The exempt list is already a roll-call of golf’s greats. There are 22 major champions, 24 Senior major winners, and 40 players who have represented either Europe or the USA in the Ryder Cup.

There’s eleven captains of Europe and the USA, led by two-time American skipper Watson, but also Sir Nick Faldo, Mark James, Tom Kite, Bernhard Langer, Tom Lehman, Paul McGinley, Colin Montgomerie, José Maria Olazábal, Corey Pavin and Ian Woosnam.

There are eight winners of the Open Championship, led by five-time champion golfer Watson , but also Faldo, Lehman, Todd Hamilton, Scotland’s own Sandy Lyle, Mark Calcavecchia, Mark O’Meara and the 1995 winner at the Old Course, John Daly.

Daly will surely relish the chance to play at his favourite venue and perhaps in tandem once again with the man whom he contested that unforgettable finish 23 years ago, Italy’s Costantino Rocca.

The prospect of a renewal of Britain’s great rivalry of the eighties, Faldo versus Lyle, will be another sure to bring out the crowds.

Langer, perhaps even a more incredible athlete at 60 than he was in his prime winning two Masters, is the defending champion and probable favourite, seeking a record fourth Senior Open title to nudge ahead of Watson. The great German has 10 Senior major titles already and shows few signs of slowing down.
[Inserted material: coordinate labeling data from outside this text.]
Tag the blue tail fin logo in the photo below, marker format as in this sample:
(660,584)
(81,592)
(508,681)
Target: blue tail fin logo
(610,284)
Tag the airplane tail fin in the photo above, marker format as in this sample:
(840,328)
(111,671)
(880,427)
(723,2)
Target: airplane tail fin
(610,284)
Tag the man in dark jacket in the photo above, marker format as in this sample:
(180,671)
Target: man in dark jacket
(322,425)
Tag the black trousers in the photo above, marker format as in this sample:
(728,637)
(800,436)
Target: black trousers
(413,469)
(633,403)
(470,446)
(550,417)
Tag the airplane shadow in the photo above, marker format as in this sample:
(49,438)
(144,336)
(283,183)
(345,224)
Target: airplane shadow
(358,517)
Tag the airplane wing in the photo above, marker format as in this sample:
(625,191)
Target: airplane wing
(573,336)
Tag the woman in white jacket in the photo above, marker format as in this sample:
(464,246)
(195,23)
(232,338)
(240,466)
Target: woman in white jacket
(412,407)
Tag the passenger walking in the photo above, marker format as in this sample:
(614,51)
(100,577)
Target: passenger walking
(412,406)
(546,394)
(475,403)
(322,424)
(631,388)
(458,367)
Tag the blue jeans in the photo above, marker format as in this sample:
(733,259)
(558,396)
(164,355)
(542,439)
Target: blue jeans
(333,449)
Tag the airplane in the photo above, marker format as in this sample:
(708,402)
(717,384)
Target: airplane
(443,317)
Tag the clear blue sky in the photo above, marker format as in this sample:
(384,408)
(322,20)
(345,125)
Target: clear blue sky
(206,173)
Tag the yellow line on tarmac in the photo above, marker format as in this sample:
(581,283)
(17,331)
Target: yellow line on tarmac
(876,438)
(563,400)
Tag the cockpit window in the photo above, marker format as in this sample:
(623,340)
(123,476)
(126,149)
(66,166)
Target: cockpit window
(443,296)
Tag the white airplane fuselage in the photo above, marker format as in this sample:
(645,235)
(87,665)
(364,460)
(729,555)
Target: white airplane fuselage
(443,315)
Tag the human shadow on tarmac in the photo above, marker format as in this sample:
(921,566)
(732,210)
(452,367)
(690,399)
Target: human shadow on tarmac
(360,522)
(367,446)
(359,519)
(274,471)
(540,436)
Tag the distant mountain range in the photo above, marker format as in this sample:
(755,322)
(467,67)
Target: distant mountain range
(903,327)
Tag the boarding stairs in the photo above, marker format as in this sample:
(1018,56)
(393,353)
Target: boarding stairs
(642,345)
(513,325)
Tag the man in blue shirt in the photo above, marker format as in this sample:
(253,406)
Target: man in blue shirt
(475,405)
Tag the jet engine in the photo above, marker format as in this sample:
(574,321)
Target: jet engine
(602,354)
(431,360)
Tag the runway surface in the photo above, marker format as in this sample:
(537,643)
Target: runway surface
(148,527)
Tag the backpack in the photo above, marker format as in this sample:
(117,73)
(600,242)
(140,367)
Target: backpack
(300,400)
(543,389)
One of his chief adversaries will be his long-time friend, Scotland’s own Colin Montgomerie, winner of three Senior majors since he joined the circuit and who has made this championship his main goal for this year.

Kenny Perry, with four Senior majors, is making a rare trip across the Atlantic while three-time major winner Vijay Singh is another notable entry. The ever-popular Miguel Angel Jimenez, winner of first senior major of the year The Tradition, and Paul Broadhurst, who followed up his Senior Open win at Carnoustie in 2016 with the Senior PGA Championship title, are other serious challengers.

Broadhurst is a former Old Course record holder and has played the great links since he was a teenager, and is perhaps a wise money bet.

From the venerable Hale Irwin at 73 to those just joining the senior ranks, it’s a field packed with quality. And while we know it won’t be the last Senior Open to be staged at St Andrews – the precedent is set now – the honour of being the first will be great indeed.